2. Defendant contends that the trial court erred in ruling that Aetna's note violated the Georgia Industrial Loan Act. We disagree.

The contract or note in question (entitled "SECURITY AGREEMENT AND NOTE") contains two acceleration clauses, one in the body of the note (located on the front side) and the other in the "ADDITIONAL TERMS" section of the note (located on the reverse side). Defendant contends that the first acceleration clause (contained in the body of the note) complies with the requirements of the Georgia Industrial Loan Act; however, defendant never addresses the status of the second acceleration clause. Since we are of the opinion that the second clause clearly violates the Georgia Industrial Loan Act, we feel it unnecessary to address defendant's arguments made in connection with the first acceleration clause.

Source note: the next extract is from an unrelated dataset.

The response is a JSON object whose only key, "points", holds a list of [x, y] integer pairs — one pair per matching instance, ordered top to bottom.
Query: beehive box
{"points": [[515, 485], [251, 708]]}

The second acceleration clause in the "ADDITIONAL TERMS" section of the note provides: "Upon default, Secured Party may, at its option, without notice declare the entire note and other obligations secured hereunder together with all other sums then secured hereby, immediately due and payable . . ." This language which permits, in the event of default, the collection of the entire balance due on the contract without excluding unearned interest, is clearly violative of the Georgia Industrial Loan Act under our holdings in Lawrimore v. *540 Sun Finance Co., 131 Ga. App. 96 (205 SE2d 110), affd. 232 Ga. 637 (208 SE2d 454), and Blazer Financial Services v. Dukes, 141 Ga. App. 663 (234 SE2d 149). That the first acceleration clause may have been valid (although we make no determination as to its validity), as defendant contends, makes no difference for the contract here is governed by the Georgia Industrial Loan Act which is in derogation of the common law and must be strictly construed. Ga. Investment Co. v. Norman, 231 Ga. 821 (204 SE2d 740); Diggs v. Swift Loan &c. Co., 154 Ga. App. 389 (268 SE2d 433). Thus, since the parties contracted for the acceleration of an illegal amount of interest in at least one provision of the "SECURITY AGREEMENT AND NOTE," the trial court was correct in holding that the contract or note violated the Georgia Industrial Loan Act. Diggs v. Swift Loan &c. Co., 154 Ga. App. 389, supra; Clyde v. Liberty Loan Corp., 249 Ga. 78 (287 SE2d 551). Accordingly, the trial court did not err in granting summary judgment in favor of the plaintiffs. Nor did it err in awarding to plaintiffs the statutory penalty of $1,820.86. See OCGA § 7-3-29 (b) (formerly Code Ann. § 25-9903 (b)).

Judgment affirmed. Deen, P. J., and Sognier, J., concur.